そのためには、業界全体として配送・保安の担い手にきちんと資金が流れる仕組みを整備することが不可欠です。ジャパンエナジックでは、出資事業者から必要なコストをしっかり請求できる制度的な仕組みを構築しています。販売側が強いパワーを持ち運送側に資金が流れにくくなる構造から脱却し、物流・保安を支える人材が報われる仕組みをつくることが、持続可能な事業のために必要です。
―液石法省令改正が完全施行されてから1年余りが経過しました。この影響をどう見ていますか。

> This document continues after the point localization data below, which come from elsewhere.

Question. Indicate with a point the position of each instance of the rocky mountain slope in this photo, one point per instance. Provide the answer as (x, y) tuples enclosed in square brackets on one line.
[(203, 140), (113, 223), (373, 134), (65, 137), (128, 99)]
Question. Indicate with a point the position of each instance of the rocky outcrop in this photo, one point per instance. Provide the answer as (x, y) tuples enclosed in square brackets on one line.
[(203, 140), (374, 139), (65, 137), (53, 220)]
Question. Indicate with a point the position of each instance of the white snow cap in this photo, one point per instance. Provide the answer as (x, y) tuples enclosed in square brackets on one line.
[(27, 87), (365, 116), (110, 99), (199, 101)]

尾日向 設備提供を条件とした顧客の切り替えという行為は間違いなく減少しています。ただ、三部料金などへの対応が難しい小規模事業者が出てきています。中東情勢による仕入れコスト上昇が長期化すると、価格転嫁が難しい事業者はさらに事業継続が困難になると見ています。この動きに合わせて、大手事業者のM&A(企業の合併・買収)の動きが加速しています。当社も卸先の販売店からの事業承継案件や、エリアを広げるための買収に取り組んでいます。

電力事業と地域共生 本業と双璧をなす事業創出
―小売り全面自由化を機に参入した電力事業の現状についてお聞かせください。
尾日向 電力事業はイーネットワークシステムズという三ッ輪ホールディングスの子会社が手掛けています。現在、提携事業者数は650を超え、利益面ではLPガスに並び立つまでになっています。安売りで顧客を獲得するスタイルではなく、全国の自治体などと連携し、地域電力の循環モデルの構築に取り組んできました。三重県や岡山県で、森林のカーボンクレジット創出、地域の脱炭素化、再エネ設備の導入、電力供給まで一体的に手掛けています。ガス会社でも、電力会社でもなく、地域課題を解決できるエネルギー総合企業と認めてもらえてもらうよう注力しています。

―今後の展望をお聞かせください。
尾日向 当社はエネルギーを供給する地域の方々がどのような暮らしをして、どのような事業を営んでいるかを把握し、地域をいかに盛り上げるかが、鍵になると考えております。地方で積み上げてきた地域共生のノウハウは、関東エリアでも必要になるでしょう。自治体や他の事業者と協力しながら、地域の担い手としての役割を買って出たいと考えています。
三ッ輪産業
1940年神奈川県横浜市で練炭・石炭の製造販売業者として創業。エネルギーの変遷に機敏に対応しながら販売事業者として成長を続け、現在は関東圏で約20万件の顧客を抱える。